How to Talk to Your Pet
Ever wished your dog could communicate with you? He does, though not verbally. According to research, dogs have a unique style of speaking with both their owners and other dogs. Any dog owner will tell you that their four-legged family members communicate well through their bodies.
Face: Dogs will wrinkle or straighten their brows to convey uncertainty or resolve.
Eyes: When a dog sees a creature that he perceives as friendly, his eyes light up. His pupils enlarge and the whites of his eyes flash when he gets terrified.

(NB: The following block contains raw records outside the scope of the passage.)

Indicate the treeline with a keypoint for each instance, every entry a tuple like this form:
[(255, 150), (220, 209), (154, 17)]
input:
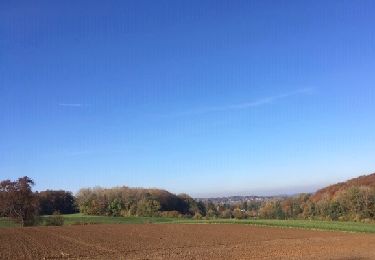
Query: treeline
[(356, 203), (19, 202), (344, 202), (125, 201)]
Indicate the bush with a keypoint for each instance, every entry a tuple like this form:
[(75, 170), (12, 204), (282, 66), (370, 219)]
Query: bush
[(226, 213), (239, 214), (55, 220), (197, 216), (171, 214)]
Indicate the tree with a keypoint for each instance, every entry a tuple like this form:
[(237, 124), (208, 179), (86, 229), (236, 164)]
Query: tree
[(56, 201), (17, 201), (148, 208)]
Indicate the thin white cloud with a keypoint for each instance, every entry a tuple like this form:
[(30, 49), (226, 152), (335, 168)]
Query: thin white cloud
[(246, 105), (71, 105)]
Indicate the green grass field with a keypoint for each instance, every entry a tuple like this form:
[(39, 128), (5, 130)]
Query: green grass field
[(80, 219)]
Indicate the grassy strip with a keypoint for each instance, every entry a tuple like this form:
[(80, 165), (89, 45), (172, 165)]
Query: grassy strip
[(305, 224), (80, 219), (6, 222)]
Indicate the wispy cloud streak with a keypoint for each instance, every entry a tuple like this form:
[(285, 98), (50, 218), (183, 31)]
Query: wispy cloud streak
[(71, 105), (246, 105)]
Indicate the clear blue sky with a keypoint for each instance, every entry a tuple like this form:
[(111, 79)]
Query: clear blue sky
[(203, 97)]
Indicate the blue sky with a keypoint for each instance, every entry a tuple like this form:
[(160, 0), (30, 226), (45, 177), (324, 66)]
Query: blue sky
[(204, 97)]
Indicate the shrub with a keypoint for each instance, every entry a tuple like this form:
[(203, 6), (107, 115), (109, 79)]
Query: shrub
[(55, 220), (197, 215), (170, 214), (226, 213)]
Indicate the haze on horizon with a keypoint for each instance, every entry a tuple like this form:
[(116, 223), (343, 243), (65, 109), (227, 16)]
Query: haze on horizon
[(202, 97)]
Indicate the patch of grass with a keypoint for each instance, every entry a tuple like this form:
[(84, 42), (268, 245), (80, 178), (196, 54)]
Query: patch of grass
[(80, 219), (77, 219), (305, 224), (6, 222)]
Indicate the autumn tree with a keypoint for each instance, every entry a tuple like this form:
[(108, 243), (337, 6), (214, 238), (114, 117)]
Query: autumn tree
[(18, 202)]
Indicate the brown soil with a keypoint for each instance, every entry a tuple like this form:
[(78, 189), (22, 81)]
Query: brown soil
[(178, 241)]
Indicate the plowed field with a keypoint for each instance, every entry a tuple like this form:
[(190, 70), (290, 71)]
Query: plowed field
[(181, 241)]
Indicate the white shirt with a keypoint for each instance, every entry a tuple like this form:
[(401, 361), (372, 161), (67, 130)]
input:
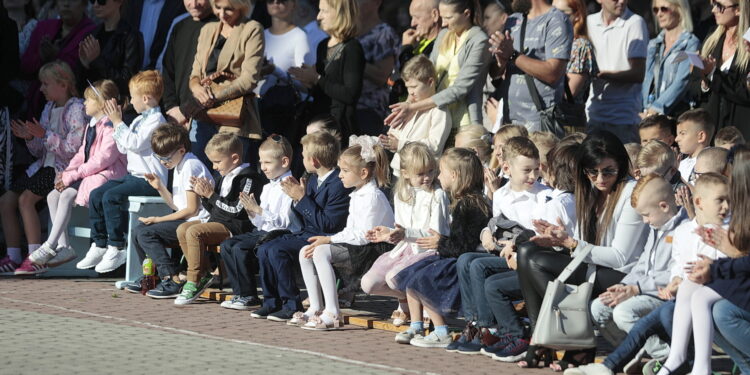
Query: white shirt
[(284, 51), (428, 210), (686, 246), (188, 167), (686, 168), (368, 208), (277, 208), (518, 206), (626, 38), (226, 182), (135, 141)]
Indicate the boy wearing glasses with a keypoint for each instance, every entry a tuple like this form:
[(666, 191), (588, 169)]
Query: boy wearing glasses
[(108, 205), (171, 146)]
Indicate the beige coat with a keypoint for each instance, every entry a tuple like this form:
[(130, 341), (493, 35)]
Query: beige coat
[(242, 55)]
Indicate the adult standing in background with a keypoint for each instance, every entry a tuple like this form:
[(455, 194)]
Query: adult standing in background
[(620, 40), (177, 65), (666, 87)]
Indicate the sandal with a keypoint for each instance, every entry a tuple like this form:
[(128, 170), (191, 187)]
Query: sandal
[(316, 323), (536, 355), (574, 358)]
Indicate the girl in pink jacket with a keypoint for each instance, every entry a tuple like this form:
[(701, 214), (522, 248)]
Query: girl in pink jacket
[(97, 161)]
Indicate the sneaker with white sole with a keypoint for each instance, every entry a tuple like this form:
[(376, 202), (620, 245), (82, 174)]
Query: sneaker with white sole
[(112, 259), (8, 266), (64, 255), (29, 268), (92, 258), (433, 340), (42, 255)]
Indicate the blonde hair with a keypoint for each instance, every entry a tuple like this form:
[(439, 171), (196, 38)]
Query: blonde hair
[(105, 90), (345, 27), (683, 8), (378, 168), (420, 68), (414, 158), (224, 144), (323, 147), (59, 71), (657, 155), (147, 82), (712, 42)]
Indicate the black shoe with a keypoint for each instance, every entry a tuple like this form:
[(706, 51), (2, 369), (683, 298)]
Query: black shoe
[(166, 289), (281, 315), (263, 312)]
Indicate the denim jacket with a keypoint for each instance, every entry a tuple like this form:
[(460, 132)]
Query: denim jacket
[(670, 79)]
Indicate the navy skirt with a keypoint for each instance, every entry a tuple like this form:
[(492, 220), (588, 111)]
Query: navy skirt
[(435, 281)]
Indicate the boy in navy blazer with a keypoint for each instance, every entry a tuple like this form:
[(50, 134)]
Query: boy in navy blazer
[(322, 205)]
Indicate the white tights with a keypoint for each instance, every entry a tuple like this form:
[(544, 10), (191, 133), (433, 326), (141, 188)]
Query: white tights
[(692, 313), (60, 208), (325, 280)]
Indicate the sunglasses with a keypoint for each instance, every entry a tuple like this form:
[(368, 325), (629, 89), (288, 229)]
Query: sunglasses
[(606, 172), (656, 10)]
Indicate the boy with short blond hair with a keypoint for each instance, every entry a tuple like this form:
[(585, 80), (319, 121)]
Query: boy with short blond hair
[(108, 205), (695, 129), (322, 205)]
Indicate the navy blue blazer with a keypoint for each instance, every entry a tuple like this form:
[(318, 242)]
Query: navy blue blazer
[(323, 211)]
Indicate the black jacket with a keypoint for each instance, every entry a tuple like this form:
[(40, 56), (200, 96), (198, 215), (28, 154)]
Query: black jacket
[(178, 61), (120, 58), (229, 210), (467, 223)]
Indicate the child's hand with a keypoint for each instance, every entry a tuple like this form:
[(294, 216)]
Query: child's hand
[(154, 181), (149, 220), (250, 204), (430, 242), (293, 188), (113, 111)]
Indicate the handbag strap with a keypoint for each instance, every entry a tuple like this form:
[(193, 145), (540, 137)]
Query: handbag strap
[(573, 265)]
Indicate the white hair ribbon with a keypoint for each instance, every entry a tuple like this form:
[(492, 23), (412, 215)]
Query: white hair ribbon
[(367, 144)]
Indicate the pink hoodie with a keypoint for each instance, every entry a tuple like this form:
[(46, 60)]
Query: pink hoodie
[(105, 162)]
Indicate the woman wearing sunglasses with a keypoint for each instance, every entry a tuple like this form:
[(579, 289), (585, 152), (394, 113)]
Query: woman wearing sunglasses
[(114, 50), (666, 85), (727, 65), (604, 219)]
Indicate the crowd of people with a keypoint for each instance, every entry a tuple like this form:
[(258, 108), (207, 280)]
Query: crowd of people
[(459, 168)]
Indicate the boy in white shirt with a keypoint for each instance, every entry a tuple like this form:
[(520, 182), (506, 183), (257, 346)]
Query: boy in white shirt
[(171, 145), (108, 205), (274, 213), (695, 128)]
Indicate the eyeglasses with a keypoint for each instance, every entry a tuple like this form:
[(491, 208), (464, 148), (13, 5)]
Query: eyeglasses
[(656, 10), (606, 172), (721, 7)]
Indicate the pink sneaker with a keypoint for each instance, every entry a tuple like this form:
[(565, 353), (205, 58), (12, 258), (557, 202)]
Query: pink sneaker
[(8, 267), (29, 268)]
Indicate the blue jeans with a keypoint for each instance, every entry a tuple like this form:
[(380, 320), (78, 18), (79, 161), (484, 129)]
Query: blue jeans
[(732, 332), (657, 322), (108, 209), (200, 133), (473, 270), (501, 290)]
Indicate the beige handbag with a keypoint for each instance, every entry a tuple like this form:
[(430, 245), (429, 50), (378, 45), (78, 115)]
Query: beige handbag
[(564, 320)]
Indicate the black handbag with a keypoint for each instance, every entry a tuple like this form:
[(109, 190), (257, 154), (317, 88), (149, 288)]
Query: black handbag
[(557, 118)]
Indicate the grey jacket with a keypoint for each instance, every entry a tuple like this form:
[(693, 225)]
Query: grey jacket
[(474, 59), (653, 267)]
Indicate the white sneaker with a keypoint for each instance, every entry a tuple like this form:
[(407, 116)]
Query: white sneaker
[(590, 369), (42, 255), (64, 255), (112, 259), (92, 258)]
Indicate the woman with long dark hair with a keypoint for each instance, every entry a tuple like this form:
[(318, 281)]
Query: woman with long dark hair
[(604, 219)]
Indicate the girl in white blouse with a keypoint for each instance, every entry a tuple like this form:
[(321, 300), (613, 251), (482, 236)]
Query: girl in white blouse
[(420, 207), (364, 167)]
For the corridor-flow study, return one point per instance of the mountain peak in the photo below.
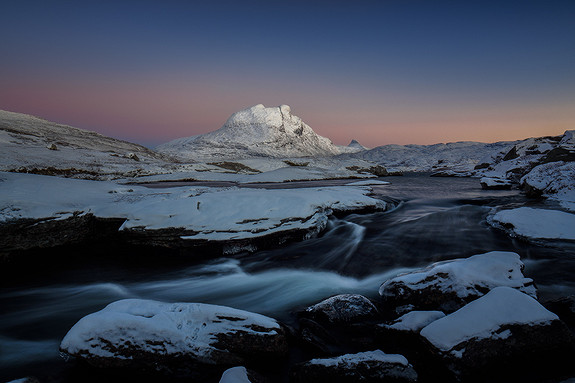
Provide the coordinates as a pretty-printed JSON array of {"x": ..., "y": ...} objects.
[{"x": 255, "y": 131}]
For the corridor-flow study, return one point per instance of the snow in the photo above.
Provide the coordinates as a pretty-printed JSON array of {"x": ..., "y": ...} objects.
[
  {"x": 235, "y": 375},
  {"x": 457, "y": 156},
  {"x": 161, "y": 328},
  {"x": 556, "y": 180},
  {"x": 255, "y": 131},
  {"x": 468, "y": 276},
  {"x": 368, "y": 183},
  {"x": 536, "y": 223},
  {"x": 415, "y": 320},
  {"x": 350, "y": 360},
  {"x": 483, "y": 318},
  {"x": 30, "y": 142},
  {"x": 209, "y": 213},
  {"x": 492, "y": 182}
]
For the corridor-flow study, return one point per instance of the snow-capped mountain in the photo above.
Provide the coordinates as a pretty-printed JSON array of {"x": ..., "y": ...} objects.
[
  {"x": 254, "y": 132},
  {"x": 31, "y": 144}
]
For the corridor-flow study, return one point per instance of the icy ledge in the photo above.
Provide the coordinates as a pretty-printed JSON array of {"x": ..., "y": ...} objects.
[
  {"x": 188, "y": 213},
  {"x": 136, "y": 333},
  {"x": 535, "y": 223}
]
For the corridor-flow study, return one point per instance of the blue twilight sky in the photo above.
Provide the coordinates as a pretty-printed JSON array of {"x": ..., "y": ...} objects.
[{"x": 377, "y": 71}]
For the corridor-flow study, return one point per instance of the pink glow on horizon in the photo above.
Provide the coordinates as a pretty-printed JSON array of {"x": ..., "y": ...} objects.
[{"x": 159, "y": 110}]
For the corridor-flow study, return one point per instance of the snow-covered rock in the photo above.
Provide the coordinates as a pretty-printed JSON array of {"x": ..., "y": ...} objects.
[
  {"x": 555, "y": 180},
  {"x": 175, "y": 336},
  {"x": 370, "y": 366},
  {"x": 449, "y": 285},
  {"x": 414, "y": 321},
  {"x": 535, "y": 223},
  {"x": 528, "y": 154},
  {"x": 493, "y": 183},
  {"x": 235, "y": 375},
  {"x": 504, "y": 325},
  {"x": 231, "y": 215},
  {"x": 344, "y": 308},
  {"x": 255, "y": 131},
  {"x": 369, "y": 183},
  {"x": 458, "y": 157},
  {"x": 353, "y": 147},
  {"x": 32, "y": 145}
]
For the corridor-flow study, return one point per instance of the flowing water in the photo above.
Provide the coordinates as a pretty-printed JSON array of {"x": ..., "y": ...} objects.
[{"x": 434, "y": 219}]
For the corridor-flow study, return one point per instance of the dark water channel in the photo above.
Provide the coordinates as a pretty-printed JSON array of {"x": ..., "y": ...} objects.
[{"x": 435, "y": 219}]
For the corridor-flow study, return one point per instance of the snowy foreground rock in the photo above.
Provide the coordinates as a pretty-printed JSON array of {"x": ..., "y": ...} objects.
[
  {"x": 233, "y": 217},
  {"x": 344, "y": 308},
  {"x": 536, "y": 223},
  {"x": 173, "y": 337},
  {"x": 449, "y": 285},
  {"x": 503, "y": 326},
  {"x": 235, "y": 375},
  {"x": 370, "y": 366}
]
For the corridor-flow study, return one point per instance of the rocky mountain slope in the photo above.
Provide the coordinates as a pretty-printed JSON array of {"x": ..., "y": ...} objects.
[
  {"x": 254, "y": 132},
  {"x": 31, "y": 144},
  {"x": 460, "y": 157}
]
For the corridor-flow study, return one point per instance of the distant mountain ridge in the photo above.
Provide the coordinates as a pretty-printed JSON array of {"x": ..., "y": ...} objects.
[{"x": 255, "y": 132}]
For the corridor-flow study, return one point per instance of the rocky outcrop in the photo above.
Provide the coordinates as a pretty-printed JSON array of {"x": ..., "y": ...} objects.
[
  {"x": 338, "y": 322},
  {"x": 500, "y": 329},
  {"x": 340, "y": 309},
  {"x": 371, "y": 366},
  {"x": 494, "y": 183},
  {"x": 449, "y": 285},
  {"x": 175, "y": 337}
]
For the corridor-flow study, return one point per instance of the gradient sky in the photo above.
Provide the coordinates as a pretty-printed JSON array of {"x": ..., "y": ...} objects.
[{"x": 378, "y": 71}]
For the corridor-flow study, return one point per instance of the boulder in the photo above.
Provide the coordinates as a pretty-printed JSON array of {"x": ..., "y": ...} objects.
[
  {"x": 338, "y": 321},
  {"x": 494, "y": 183},
  {"x": 240, "y": 375},
  {"x": 564, "y": 307},
  {"x": 173, "y": 337},
  {"x": 370, "y": 366},
  {"x": 449, "y": 285},
  {"x": 344, "y": 308},
  {"x": 502, "y": 329},
  {"x": 414, "y": 321}
]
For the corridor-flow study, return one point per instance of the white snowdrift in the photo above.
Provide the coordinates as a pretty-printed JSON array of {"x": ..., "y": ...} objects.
[
  {"x": 466, "y": 277},
  {"x": 136, "y": 326},
  {"x": 350, "y": 360},
  {"x": 536, "y": 223},
  {"x": 483, "y": 318},
  {"x": 206, "y": 213}
]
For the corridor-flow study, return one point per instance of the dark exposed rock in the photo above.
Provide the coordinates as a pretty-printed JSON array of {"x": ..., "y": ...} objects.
[
  {"x": 345, "y": 308},
  {"x": 339, "y": 321},
  {"x": 371, "y": 366},
  {"x": 565, "y": 308}
]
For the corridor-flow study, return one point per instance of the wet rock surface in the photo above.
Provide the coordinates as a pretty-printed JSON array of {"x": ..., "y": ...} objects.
[{"x": 370, "y": 366}]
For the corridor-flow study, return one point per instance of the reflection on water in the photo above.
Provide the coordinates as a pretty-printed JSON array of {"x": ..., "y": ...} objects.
[{"x": 437, "y": 219}]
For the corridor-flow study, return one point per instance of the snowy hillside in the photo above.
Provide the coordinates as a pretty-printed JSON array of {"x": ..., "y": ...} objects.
[
  {"x": 31, "y": 144},
  {"x": 253, "y": 132},
  {"x": 457, "y": 156}
]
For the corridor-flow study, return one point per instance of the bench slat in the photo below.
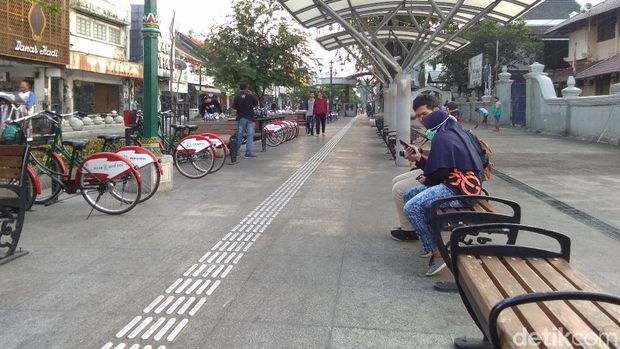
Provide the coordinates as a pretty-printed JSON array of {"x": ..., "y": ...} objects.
[
  {"x": 485, "y": 205},
  {"x": 486, "y": 295},
  {"x": 585, "y": 284},
  {"x": 534, "y": 316},
  {"x": 571, "y": 320},
  {"x": 589, "y": 311}
]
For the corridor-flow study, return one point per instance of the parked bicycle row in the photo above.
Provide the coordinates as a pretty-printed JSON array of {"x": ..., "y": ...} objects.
[{"x": 113, "y": 179}]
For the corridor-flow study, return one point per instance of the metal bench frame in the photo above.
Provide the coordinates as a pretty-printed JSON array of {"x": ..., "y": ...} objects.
[{"x": 461, "y": 243}]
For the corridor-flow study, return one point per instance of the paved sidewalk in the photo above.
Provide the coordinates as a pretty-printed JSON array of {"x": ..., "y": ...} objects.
[{"x": 289, "y": 250}]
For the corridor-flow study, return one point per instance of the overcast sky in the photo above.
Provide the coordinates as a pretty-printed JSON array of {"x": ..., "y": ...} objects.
[{"x": 200, "y": 16}]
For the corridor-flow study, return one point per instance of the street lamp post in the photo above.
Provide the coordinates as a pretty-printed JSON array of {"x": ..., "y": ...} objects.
[
  {"x": 150, "y": 31},
  {"x": 331, "y": 87}
]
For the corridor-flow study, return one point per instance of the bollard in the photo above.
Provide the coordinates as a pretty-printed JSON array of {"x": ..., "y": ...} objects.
[{"x": 232, "y": 146}]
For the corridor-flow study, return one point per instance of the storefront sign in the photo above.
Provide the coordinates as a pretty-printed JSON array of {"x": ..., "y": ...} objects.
[
  {"x": 102, "y": 65},
  {"x": 32, "y": 33},
  {"x": 43, "y": 51}
]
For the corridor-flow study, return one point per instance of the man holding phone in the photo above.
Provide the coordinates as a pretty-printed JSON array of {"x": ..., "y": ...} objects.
[{"x": 425, "y": 104}]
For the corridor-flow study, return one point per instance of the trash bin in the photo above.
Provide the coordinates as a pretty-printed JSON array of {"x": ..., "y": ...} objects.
[{"x": 129, "y": 117}]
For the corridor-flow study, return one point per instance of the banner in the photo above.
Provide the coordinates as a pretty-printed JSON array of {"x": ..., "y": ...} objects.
[{"x": 475, "y": 71}]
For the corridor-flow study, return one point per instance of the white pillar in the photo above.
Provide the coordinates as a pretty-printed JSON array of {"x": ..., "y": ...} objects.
[
  {"x": 504, "y": 93},
  {"x": 403, "y": 112},
  {"x": 388, "y": 105}
]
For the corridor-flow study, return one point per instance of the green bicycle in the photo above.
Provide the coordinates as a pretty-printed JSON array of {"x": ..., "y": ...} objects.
[{"x": 108, "y": 182}]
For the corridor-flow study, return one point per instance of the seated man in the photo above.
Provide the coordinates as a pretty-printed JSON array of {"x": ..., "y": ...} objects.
[
  {"x": 405, "y": 181},
  {"x": 452, "y": 167},
  {"x": 453, "y": 109}
]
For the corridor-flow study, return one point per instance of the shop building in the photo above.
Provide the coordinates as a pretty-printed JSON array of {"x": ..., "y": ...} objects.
[
  {"x": 34, "y": 47},
  {"x": 100, "y": 78}
]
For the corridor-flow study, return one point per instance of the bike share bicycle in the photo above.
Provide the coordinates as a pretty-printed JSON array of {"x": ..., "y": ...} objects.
[
  {"x": 108, "y": 182},
  {"x": 193, "y": 155}
]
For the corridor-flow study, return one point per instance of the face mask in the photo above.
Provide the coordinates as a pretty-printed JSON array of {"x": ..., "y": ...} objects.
[{"x": 430, "y": 134}]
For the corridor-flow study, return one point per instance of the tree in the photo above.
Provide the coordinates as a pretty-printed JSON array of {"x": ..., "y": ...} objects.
[
  {"x": 257, "y": 47},
  {"x": 516, "y": 46}
]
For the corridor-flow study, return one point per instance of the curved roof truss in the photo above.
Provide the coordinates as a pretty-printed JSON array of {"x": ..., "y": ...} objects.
[{"x": 428, "y": 19}]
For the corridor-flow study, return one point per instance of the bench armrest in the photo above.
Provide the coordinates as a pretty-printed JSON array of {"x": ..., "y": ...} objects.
[
  {"x": 460, "y": 246},
  {"x": 439, "y": 222},
  {"x": 541, "y": 297}
]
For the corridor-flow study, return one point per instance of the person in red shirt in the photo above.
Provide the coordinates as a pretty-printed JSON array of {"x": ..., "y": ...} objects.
[{"x": 320, "y": 113}]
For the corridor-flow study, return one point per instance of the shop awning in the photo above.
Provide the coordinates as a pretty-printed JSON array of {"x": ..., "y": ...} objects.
[{"x": 608, "y": 66}]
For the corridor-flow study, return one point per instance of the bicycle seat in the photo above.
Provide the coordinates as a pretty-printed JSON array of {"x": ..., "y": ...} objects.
[
  {"x": 77, "y": 145},
  {"x": 109, "y": 138}
]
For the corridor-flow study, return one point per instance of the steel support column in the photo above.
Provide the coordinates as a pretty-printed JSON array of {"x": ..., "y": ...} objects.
[{"x": 403, "y": 105}]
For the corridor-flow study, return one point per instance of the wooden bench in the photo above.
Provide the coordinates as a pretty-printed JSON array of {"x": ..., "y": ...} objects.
[
  {"x": 475, "y": 210},
  {"x": 525, "y": 296},
  {"x": 13, "y": 199}
]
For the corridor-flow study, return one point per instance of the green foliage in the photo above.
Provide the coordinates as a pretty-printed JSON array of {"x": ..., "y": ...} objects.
[
  {"x": 516, "y": 46},
  {"x": 258, "y": 47},
  {"x": 48, "y": 5}
]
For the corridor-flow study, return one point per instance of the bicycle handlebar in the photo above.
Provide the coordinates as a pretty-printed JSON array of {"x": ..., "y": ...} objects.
[{"x": 45, "y": 113}]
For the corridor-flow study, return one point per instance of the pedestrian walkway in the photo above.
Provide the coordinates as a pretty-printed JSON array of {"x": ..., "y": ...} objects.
[{"x": 289, "y": 250}]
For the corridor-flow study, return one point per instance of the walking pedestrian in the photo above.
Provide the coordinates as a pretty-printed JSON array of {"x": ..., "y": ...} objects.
[
  {"x": 497, "y": 112},
  {"x": 30, "y": 99},
  {"x": 320, "y": 113},
  {"x": 244, "y": 104},
  {"x": 309, "y": 106},
  {"x": 485, "y": 114}
]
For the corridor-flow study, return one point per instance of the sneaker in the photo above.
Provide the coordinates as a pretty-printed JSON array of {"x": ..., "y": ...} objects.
[
  {"x": 435, "y": 265},
  {"x": 403, "y": 235},
  {"x": 424, "y": 254}
]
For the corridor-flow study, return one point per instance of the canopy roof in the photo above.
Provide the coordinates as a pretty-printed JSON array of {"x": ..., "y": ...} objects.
[
  {"x": 310, "y": 15},
  {"x": 434, "y": 25},
  {"x": 402, "y": 34}
]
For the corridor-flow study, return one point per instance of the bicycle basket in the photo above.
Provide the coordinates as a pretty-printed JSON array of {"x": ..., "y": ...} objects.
[
  {"x": 12, "y": 134},
  {"x": 42, "y": 126}
]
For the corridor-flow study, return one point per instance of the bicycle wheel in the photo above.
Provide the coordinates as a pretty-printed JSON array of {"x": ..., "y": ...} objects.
[
  {"x": 193, "y": 157},
  {"x": 274, "y": 138},
  {"x": 49, "y": 171},
  {"x": 148, "y": 167},
  {"x": 112, "y": 193}
]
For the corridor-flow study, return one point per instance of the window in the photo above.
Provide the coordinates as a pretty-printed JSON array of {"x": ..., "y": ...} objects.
[
  {"x": 115, "y": 36},
  {"x": 83, "y": 26},
  {"x": 99, "y": 31},
  {"x": 606, "y": 27}
]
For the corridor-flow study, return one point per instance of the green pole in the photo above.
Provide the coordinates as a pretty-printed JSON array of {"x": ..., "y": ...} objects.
[
  {"x": 150, "y": 31},
  {"x": 331, "y": 88}
]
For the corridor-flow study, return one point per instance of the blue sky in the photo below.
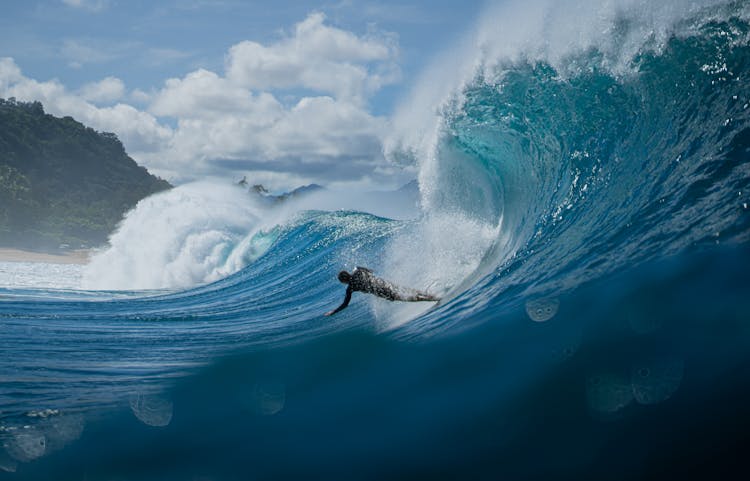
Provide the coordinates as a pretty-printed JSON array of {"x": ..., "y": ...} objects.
[{"x": 285, "y": 91}]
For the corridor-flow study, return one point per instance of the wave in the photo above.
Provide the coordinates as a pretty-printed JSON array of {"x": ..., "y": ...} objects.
[
  {"x": 583, "y": 175},
  {"x": 616, "y": 139}
]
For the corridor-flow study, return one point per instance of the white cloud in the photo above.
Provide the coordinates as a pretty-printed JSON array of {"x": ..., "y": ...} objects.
[
  {"x": 317, "y": 57},
  {"x": 79, "y": 54},
  {"x": 91, "y": 5},
  {"x": 232, "y": 123},
  {"x": 106, "y": 90}
]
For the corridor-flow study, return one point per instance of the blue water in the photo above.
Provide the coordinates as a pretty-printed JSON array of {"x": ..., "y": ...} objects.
[{"x": 586, "y": 219}]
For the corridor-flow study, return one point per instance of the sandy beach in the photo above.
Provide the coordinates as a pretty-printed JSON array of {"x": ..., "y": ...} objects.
[{"x": 18, "y": 255}]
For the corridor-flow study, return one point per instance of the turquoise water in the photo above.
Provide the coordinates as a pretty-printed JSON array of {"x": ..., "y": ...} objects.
[{"x": 585, "y": 218}]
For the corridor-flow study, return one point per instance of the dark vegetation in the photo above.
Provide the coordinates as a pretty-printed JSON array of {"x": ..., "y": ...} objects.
[{"x": 62, "y": 183}]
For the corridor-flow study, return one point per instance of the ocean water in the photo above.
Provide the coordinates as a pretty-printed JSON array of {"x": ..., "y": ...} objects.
[{"x": 583, "y": 188}]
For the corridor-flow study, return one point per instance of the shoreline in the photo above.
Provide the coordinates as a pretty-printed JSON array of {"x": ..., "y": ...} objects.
[{"x": 80, "y": 256}]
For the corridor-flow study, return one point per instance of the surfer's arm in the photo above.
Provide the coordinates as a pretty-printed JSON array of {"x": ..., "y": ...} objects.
[{"x": 344, "y": 304}]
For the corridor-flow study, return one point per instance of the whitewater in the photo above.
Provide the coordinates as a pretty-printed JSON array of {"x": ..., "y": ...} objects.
[{"x": 581, "y": 205}]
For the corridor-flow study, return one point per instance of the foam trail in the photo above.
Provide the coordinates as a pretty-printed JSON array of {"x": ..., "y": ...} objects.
[{"x": 193, "y": 234}]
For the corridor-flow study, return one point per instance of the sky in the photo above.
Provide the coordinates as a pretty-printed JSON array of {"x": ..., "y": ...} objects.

Lips, teeth, and tongue: When a dog is excited or eager to play, he may pull his lips back and expose his teeth showing what might be a smile. A dog will only use this motion when communicating with humans; it will not make this gesture with other dogs. A dog's ears indicate if he is relaxed or paying attention. He might be indicating submission if they come back.
Tail: A recent study in "Current Biology" demonstrates that a dog's tail wag is a good indicator of how he is feeling. Positive feelings are indicated by a tail that wags more to the right; negative feelings are shown by a tail that wags more to the left.
Play bow: This denotes that it's time to play in canine communication. But it can also mean "Oops," as a dog might say in an apology. I'm sorry for acting so nasty. A human would come up and slap you on the back if they gave you a paw slap. It is also a sign that the dog trusts the dog it is playing with because this action positions the dog at an awkward angle. Dogs who rear up on their hind legs do so as a display of affection.
Biting: This is another indication of play. Dogs take care to stay away from the other animal's delicate parts.
Dogs like talking, much like their human owners do. With increasing emotion, the dog's bark will become louder or higher in pitch.